Only 63 bytes availible to you and all you can use are just 2 saperate keyboard controllers rather then just an actual keyboard? That sucks, i can’t imagine that somebody was seriously programming stuff with it,even not if you could store it on cartride or tape or whatever,
If this basic cartride just added more ram and allowed users to have an actual keyboard along with tons of flashrom,then it could,ve been useful,BUT no atari had to cut corners wherever possible to the point that it almost become useless and nothing more then just a gimmick.
So they gave you these jank controllers instead of an actual keyboard and no way to preserve your program which goes away after you turn the system off.
Any 70's kid that got this as a Christmas present was disappointed. 🙁
;-)
This is not BASIC programming but instead "basic programming" LOL :) They should have put some RAM into the BASIC cartridge, 64 bytes for BASIC program and execution memory is simply dreadful and makes the whole idea of programming in BASIC on this system irrelevant. I don't think I would have had the same motivation as I had with my C64 to learn computer programming with BASIC (and later on Turbo Pascal and C on my PC/XT) back in the days of typing programs from books/listings at the age of 7 years and onwards...
There was no way you were going to make any decent programming language with 4K of cartridge ROM and 128 bytes of RAM. 16K ROM and 4K - 8K of RAM would be probably the minimum. This would easily quadruple the price of the cartridge. That would make it out of the price range for 90% of the consumers. Just a bad idea all the way around.

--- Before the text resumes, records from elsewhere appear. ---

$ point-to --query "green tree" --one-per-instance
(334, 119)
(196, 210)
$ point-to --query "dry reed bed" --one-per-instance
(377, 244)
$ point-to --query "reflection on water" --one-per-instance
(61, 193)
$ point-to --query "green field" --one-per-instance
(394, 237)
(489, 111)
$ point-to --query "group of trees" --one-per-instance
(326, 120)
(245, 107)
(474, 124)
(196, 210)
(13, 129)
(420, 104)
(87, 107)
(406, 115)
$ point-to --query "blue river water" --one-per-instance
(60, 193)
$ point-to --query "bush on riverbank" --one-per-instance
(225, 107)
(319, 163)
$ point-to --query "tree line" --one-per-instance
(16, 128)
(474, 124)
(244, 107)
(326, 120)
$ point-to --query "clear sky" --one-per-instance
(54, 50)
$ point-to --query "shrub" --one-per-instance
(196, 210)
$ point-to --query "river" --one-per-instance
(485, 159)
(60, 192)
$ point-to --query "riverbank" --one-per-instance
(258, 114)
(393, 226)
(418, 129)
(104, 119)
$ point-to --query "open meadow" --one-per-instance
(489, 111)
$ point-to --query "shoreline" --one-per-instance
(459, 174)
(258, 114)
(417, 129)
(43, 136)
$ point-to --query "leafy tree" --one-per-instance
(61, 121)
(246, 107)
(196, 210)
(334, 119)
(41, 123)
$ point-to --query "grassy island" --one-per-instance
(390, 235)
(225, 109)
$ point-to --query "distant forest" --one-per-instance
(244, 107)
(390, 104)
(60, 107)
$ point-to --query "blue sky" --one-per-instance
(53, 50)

This was a scam, right? Contemporary pocket calculators were more powerful.
Your hands are hairy.
Yes, they are. But if you think that's unusual, you should see what happens during a full moon 🐺! Thanks for watching :)

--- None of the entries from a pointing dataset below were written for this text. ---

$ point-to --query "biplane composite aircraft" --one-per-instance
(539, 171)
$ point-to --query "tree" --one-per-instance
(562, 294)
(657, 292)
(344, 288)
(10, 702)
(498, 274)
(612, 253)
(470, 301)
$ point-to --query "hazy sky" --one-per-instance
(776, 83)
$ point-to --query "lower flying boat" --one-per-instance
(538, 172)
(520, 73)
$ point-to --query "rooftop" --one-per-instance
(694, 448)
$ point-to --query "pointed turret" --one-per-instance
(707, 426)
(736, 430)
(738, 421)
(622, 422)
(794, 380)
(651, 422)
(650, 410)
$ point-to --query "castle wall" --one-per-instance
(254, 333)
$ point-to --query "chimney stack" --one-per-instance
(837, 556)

@@SteveGuidi ha! Well played, wolfman of ancient technology! 😉
I have a buddy who has a hairy back. One night we were drinking with another friend of mine who didn't know him. He exclaimed, "hey! Nice back!" trying to be a ham, fortunately it worked, my buddy laughed and thanked him.
I love it! "Wolfman of Ancient Technology" might be the channel's new tagline. 😀
I had this when it came out, when every home computer in the 80's came with Basic !! Can't really blame Atari that they jumped on the same band wagon which proven to be a BAD idea.
But Damn !! Isn't the label art on the cartridge look INCREDIBLE !!